The third were Allens songs. These he'd generally hum or explain the sort of music he wanted and I'd come up with a backing.  Examples of these are Winter in Your Heart, Lover and Running Away.  By December 1985, I felt we'd become an extremely good band, had a strong set and had a lot of potential for "doing things". Sadly I couldn't reconcile my vision of the band with Allen and we amicably parted. Allens songs mostly left with him. We retained several for the set, but I've been a fairly prolific writer, so I just felt I'd rather play my own stuff. So a lot of great songs lay asleep in the lyric bag, for a long, long time.
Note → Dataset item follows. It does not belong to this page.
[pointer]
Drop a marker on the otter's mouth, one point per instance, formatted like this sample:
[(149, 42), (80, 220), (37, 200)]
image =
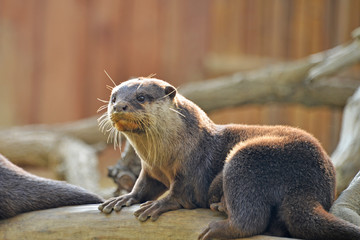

As I really liked the work I'd done with Allen, I always felt that it almost criminal that all we had to show for the hard work (we rehearsed several times a week and spent hours writing at home separately), was a handful of gigs and few dodgy cassettes. I just felt that the band was better than that.

Fast forward to 2009. I'd always been curious as to what ex band members were up to. By chance I was googling and I found Allen had mentioned The False Dots on his website. He's built a career as a Sci Fi author and edits collections of short stories, building up a reputation. He also does poetry and Jazz nights. I wrote a jokey blog in 2009 and mentioned Allen. He got in touch with me to correct a statement that I'd made regarding authorship of a song lyric. That reopened a dialog and we initially recorded a few of the numbers acoustically. Listening to these, I realised that it would be nice to record an album of the material. Anyway, as I had other commitments (as does Allen), we discussed this sporadically for a few years. I used some of the acoustic music in videos I'd made for this blog. They seemed rather suitable. I did however want to get the band back into the studio.

Which brings us up to date. We started playing the odd gig sporadically, staring in 2012 with Frien Barnet Library when Occupy reopened it. That seemed like a poignant place to get the band back together. We got our long time drummer, Big Gray Ramsey to play and Fil Ross, who has been a False Dots since 1998 pitched in on bass guitar.  At Xmas last year, Allen asked me of my plans. I said that in 2015, we'd record the album and do a few more gigs to promote the songs. We started with a gig recently at the Midland Hotel in Hendon, to brush off the cobwebs. This was followed last Saturday by a day in the studio recording the Drums, backing tracks and vocals. If you've ever wondered what happens in the studio, here is a little taster. This is Allen singing "The Fern House"

The Fern House is perhaps our most interesting track, for a number of reasons. It was the last song we collaborated on before we split. Until the Midland Gig, we'd never played it live. I believe Allen has played it acoustically at various shows over the years. Personally, I don't think it is a song I'd like to play acoustically. I think it works best as a full on piece of psychedelia, which is largely musically constructed around the sound of an electric guitar with heavy echo and effect. I am pretty sure Allen would take a different view. He loves the song in all its incarnations. I however think it showcases many of the things which I so love about the band. Graham's drumming is beautiful. Fil Ross's insistent hypnotic bassline is awesome. The song is truly strange lyrically, but I think quite beautiful. This is just an unfinshed snippet, I expect it to be awesome when finished. I don't think there is another band anywhere right now playing as diverse and interesting a collection of music as the current False Dots set (of course I am biased!). I love the fact that the band takes chances. You will see thousands of better musicians, but that is not what The False Dots are about. We are a team playing a style of music that we believe is about creativity and painting musical pictures. We are very much bought into the early punk ethos of playing it as it is, live and with feeling. We value performance over technical perfection. The lyrics are often funny but there is no compromising of what we try and say. I would say that Allen and myself are both "difficult characters" in our own way. If we believe in something, we both find it hard to compromise on that. That has probably resulted on many great ideas not making it into our music, but those that do are ones we both buy into. There are no songs that I think are rubbish, that we play to appease Allen or vice versa, which is a downfall of many bands. It is like the old golf club black ball, we both have to be OK with it.

So after all of the trials and tribulations, 30 years in the making, we've decided on a title. It will be called "Songs of Love and War" (unless we come up with a better title). I am pretty keen on the idea of releasing it as a limited edition Vinyl record, with a proper gatefold cover (although again this may change). I don't expect the album to sell millions of copies, or The False Dots to turn up on the Royal Variety show any time soon. I think that our music is an acquired taste. I guess that 80% of people who hear are music won't get it. I do however hope that the 20% who get what we are doing will really enjoy it. I remember the first punk Album I bought. It was Puremania by The Vibrators. I put it on the turntable and span it 10 times in a row. I loved it. I still do. If it our album has one tenth of that effect on anyone, I will judge it a success. For me, making music has always about trying to do something different and something special. Whilst I haven't always succeeded, I think this album will hit the spot. I want it to sound great, look great and smell great! You can only do that with vinyl. No compromise.

Viva La Revolution!!!!!

1 comment:

JVK said...

Very interesting. Love the cuttings! I remember the Old Bull gig. Long live the Dots!